Fish can totally be easy if you just don't overthink it and don't overcook it. Those two are very key. The only reason why I think some people struggle with fish is that they tend to not be patient or focused. Fish is not something to step away from. So keep calm, and cook your fish!
This meal is something I totally didn't plan but turned out great. Poaching is a technique I got more familiar with when I was hosting a cooking workshop recently at work. I never realized how easy it was to poach fish which ensures a moist, flaky product. I also used the residual poaching liquid to cook the kale. The residual liquid brought such a nice flavor to the kale. When it comes to fish, I find that I am mostly a salmon gal but I have been starting to try new kinds to broaden my horizons. Weekly, I hop over to my local Whole Foods and choose what wild fish they have on sale. This week it was rockfish which I was excited to try. Rockfish is a flaky white fish, similar to white cod. Whitefish provides many health benefits which I am happy to share.
4 Health Benefits of Whitefish
1. High in protein.
Protein is an essential macro that I talk about a lot and added it to your plate can ensure you are one step closer to meeting your daily goal. Whitefish averages around 7-8 grams of protein per ounce.
2. Low in fat.
Now I am not one to recommend decreasing fat, it may be good to replace a couple high-fat meats with white fish especially when trying to lose weight or increase HDL cholesterol. This is also great go-to when you have met your fat macro goal for the day and just need to boost your protein.
3. High in B vitamins.
When you read B vitamins, my PRO-tip is to tell you to think metabolism! B-vitamins are essential for cell metabolism and if you consume enough in your diet it may help with maintaining a healthy weight and possibly even a bit of a boost. B-vitamins also ensure healthy skin and immune function.
4. Helps promote healthy thyroid function.
Whitefish is high in two vitamins that help support a healthy thyroid and those are selenium and iodine. Your thyroid function is essential for supporting a healthy weight because it is responsible for regulating your metabolic rate.
As you can see whitefish is a superfood for you metabolism. Not only is it high in protein which promote lean mass, but it is also high in vitamins that support a healthy metabolism.
-1 lb of rockfish (can sub in another flaky white fish such as cod, tilapia, etc.)
-1/2 tsp. salt and pepper
-2 Tbsp. of avocado oil
-1/2 cup vegetable broth
-1/2 cup chopped leeks
-1/3 cup chopped yellow onion
-1 bunch of kale (I used dino kale in this dish- use your favorite!)
-juice of one lemon
For the pancakes:
-2 cups steamed and mashed red potatoes
-2 tbsp. of coconut flour
-seasonings of choice ( I love salt, pepper, oregano, and cayenne!)
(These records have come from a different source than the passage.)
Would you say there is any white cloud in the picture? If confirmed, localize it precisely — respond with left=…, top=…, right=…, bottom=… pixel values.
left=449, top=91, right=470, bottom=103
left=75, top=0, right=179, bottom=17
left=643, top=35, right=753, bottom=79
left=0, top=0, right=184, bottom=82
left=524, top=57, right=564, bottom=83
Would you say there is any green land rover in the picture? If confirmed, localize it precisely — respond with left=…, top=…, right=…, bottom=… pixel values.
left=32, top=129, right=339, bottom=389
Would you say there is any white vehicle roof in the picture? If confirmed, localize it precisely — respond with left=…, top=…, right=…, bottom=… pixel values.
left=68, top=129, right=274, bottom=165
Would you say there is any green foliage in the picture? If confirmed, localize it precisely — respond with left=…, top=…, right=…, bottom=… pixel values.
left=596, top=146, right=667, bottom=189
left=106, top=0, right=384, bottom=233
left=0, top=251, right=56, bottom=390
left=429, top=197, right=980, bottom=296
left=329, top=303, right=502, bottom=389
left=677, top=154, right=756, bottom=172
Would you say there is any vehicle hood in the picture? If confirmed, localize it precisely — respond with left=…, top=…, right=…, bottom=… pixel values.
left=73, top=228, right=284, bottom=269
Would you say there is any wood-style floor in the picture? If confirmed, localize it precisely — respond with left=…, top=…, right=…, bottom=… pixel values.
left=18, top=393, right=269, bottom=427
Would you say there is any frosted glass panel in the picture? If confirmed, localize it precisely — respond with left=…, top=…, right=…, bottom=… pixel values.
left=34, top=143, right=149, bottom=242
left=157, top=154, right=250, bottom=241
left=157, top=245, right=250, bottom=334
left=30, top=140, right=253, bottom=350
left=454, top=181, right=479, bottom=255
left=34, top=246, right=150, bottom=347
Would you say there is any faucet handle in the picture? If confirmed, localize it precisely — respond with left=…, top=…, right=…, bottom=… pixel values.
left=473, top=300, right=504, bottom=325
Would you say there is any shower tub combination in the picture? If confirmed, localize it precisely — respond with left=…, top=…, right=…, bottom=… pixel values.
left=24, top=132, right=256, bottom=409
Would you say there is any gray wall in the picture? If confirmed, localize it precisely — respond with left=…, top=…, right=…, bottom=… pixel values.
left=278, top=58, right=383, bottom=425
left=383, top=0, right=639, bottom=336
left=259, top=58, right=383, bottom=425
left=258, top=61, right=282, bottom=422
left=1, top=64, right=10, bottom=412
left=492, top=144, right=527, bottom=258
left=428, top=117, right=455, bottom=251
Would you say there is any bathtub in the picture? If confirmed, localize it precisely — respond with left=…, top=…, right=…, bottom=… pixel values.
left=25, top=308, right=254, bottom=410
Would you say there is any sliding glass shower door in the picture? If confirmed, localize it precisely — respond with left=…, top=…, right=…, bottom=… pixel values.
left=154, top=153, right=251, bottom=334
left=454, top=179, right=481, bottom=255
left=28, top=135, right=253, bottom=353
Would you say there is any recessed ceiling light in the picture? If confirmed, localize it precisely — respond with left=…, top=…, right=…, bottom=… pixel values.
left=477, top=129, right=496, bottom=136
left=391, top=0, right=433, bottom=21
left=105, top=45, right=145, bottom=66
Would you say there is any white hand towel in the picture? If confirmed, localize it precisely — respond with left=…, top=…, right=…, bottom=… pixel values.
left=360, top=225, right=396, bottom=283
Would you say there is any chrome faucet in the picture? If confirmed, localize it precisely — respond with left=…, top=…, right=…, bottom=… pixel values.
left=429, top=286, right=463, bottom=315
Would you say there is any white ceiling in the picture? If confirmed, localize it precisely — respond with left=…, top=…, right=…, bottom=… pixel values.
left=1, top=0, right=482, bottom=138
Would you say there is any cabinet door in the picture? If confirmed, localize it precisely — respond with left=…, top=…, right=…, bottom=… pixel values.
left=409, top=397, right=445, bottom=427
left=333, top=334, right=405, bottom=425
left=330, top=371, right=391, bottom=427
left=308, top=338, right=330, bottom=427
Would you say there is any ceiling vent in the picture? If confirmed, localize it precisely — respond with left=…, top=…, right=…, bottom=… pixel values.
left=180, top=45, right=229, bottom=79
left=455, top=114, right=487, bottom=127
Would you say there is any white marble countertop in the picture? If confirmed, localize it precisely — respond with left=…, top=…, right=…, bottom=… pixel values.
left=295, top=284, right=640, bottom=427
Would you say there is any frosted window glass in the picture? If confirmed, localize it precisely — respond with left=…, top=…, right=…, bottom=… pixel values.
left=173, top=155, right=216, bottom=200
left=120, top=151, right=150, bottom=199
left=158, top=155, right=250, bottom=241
-1 Tbsp. of grass fed butter or oil of choice
For the fish
-In a medium sized pan, place 2 Tbsp. of avocado oil and heat over medium heat. Add the leeks and onions. Render down until just about soft. Season the fish with salt and pepper.
-Add the fish to the pan and add the vegetable broth. Cover slightly, and let it simmer and cook the fish for about 5-6 minutes. Remove just the fish and place on a platter.
-Using the remaining juices the fish was poached in, add the kale and juice of one lemon.
-Cook the kale until tender.
-Add the cooked kale to a platter and place the fish on top for buffet style dining.
For the pancakes:
*I had a made some mashed potatoes with just steamed potatoes and some grass-fed butter a couple days prior and used this as a base for my pancakes.*
-In a large bowl, add two cups mashed potatoes. Add salt, pepper, seasonings, one egg and 2 Tbsp. coconut flour. Mix and form small patties.
-Place a non-stick pan over medium heat and add 2 Tbsp. of grass fed butter or avocado oil.
-Place the formed potato pancake on the pan and cook until crisp on one side (around 3 minutes) and flip the other side.
-Plate everything and garnish with lemon and goat cheese for the pancake.